Prince William’s schedule lists Jerusalem as part of the 'Occupied Palestinian Territories'.
Thursday 21/06/2018
Britain's Prince William smiles during a garden party at Buckingham Palace in London, on May 31. (Press Association via AP)
Britain's Prince William smiles during a garden party at Buckingham Palace in London, on May 31. (Press Association via AP)

LONDON - The status of Jerusalem in the British royal itinerary for Prince William’s upcoming visit has angered an Israeli cabinet member.

Jerusalem Affairs Minister Zeev Elkin wrote on Facebook that a “distortion” cannot “change reality.”

The prince is to visit Israel and the Palestinian territories next week. His schedule lists Jerusalem as part of the “Occupied Palestinian Territories.”

Israel captured east Jerusalem in the 1967 war and annexed it in a move rejected by the international community.

Israel views the territory, home to key holy sites sacred to Jews, Christians and Muslims, as an inseparable part of its capital.

Palestinians claim it as the capital of a future state. The city’s fate is an emotional issue at the heart of the conflict.

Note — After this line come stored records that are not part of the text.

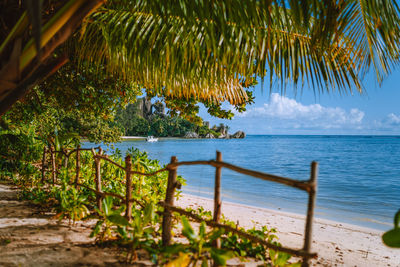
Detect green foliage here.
[117,203,160,262]
[382,210,400,248]
[0,115,42,178]
[56,186,90,223]
[90,196,129,242]
[164,216,235,267]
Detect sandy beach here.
[176,194,400,267]
[0,184,400,267]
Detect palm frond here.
[77,0,400,104]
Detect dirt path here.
[0,184,141,267]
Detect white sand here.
[0,184,400,266]
[176,194,400,267]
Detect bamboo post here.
[162,156,178,246]
[42,146,47,183]
[301,161,318,267]
[213,151,222,252]
[94,147,103,210]
[75,145,81,188]
[125,155,132,220]
[50,148,57,185]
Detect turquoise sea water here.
[85,135,400,230]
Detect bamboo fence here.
[42,147,318,267]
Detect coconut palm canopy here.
[0,0,400,116]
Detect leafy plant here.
[57,187,90,223]
[117,203,159,262]
[382,210,400,248]
[90,196,129,242]
[165,216,235,267]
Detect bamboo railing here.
[42,147,318,267]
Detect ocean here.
[85,135,400,230]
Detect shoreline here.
[176,193,400,266]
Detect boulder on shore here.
[231,131,246,138]
[184,132,199,139]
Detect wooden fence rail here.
[42,147,318,267]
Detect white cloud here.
[386,113,400,125]
[236,93,366,129]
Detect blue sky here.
[200,70,400,135]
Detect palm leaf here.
[77,0,400,104]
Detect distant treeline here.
[115,101,227,138]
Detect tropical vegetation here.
[0,0,400,260]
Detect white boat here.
[146,135,158,142]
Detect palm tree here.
[0,0,400,115]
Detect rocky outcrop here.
[184,132,199,139]
[204,133,215,139]
[232,131,246,138]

Prince William will become the first British royal to pay an official visit to Israel and the Palestinian Territories, 70 years after British forces withdrew from the Holy Land leaving behind the divisions that remain to this day.

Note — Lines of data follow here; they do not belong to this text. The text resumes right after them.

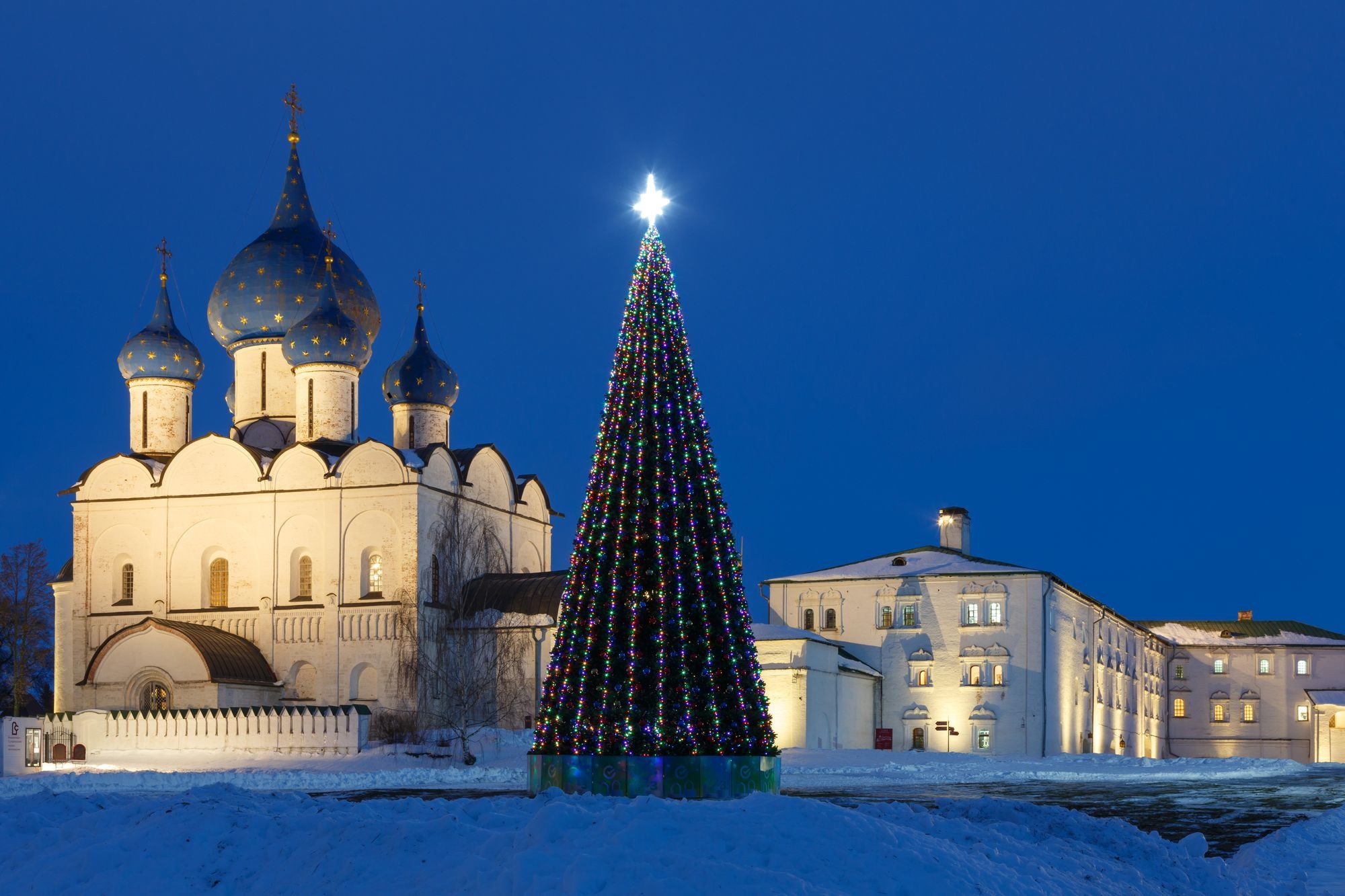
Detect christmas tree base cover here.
[527,754,780,799]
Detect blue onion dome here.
[281,246,374,370]
[383,292,457,407]
[117,263,206,383]
[208,132,381,352]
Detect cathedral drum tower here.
[207,85,381,448]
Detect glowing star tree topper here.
[632,173,671,227]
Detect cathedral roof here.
[463,569,569,619]
[281,246,374,370]
[383,304,457,407]
[79,618,276,685]
[117,277,204,382]
[207,134,381,351]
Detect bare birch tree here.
[0,541,52,716]
[398,497,530,762]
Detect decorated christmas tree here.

Queen Elizabeth’s grandson, 36, and second-in-line to the throne, will travel without his wife Kate or their three children for the three-day visit. He will stay in Jerusalem at the King David hotel, once the headquarters of British authorities, where Jewish militants killed more than 90 people in a bombing in 1946.

Britain captured Palestine from the crumbling Ottoman Empire during World War One in 1917, and later governed it under an international mandate.

Prince William’s visit coincides with the 70th anniversary both of Britain’s exit and of Israel’s independence, which Palestinians mourn as their dispossession.

Until now it had been British policy not to make an official royal trip until the Israeli-Palestinian conflict is resolved.

His tour comes at a time of diplomatic upheaval in the region, after US President Donald Trump’s decision to recognise Jerusalem as the capital of Israel and move the US Embassy there.

The prince’s communications secretary, Jason Knauf, said the visit would be non-political, allowing “a spotlight to be brought to bear on the people of the region: their cultures, their young people, their aspirations, and their experiences”.

Prince William will meet Israeli Prime Minister Benjamin Netanyahu and Palestinian President Mahmoud Abbas.

He will also visit religious sites, Israel’s Yad Vashem memorial to the Holocaust dead, and the tomb of his great-grandmother Princess Alice, who hid a Jewish family in her residence in Greece during World War II and is buried in the Garden of Gethsemane.

Other members of the royal family have made unofficial visits. Prince Charles, William’s father, attended the funerals of Israeli statesmen Yitzhak Rabin and Shimon Peres. In 1994 Prince Philip, William’s grandfather, attended a ceremony at Yad Vashem honouring his mother, Princess Alice.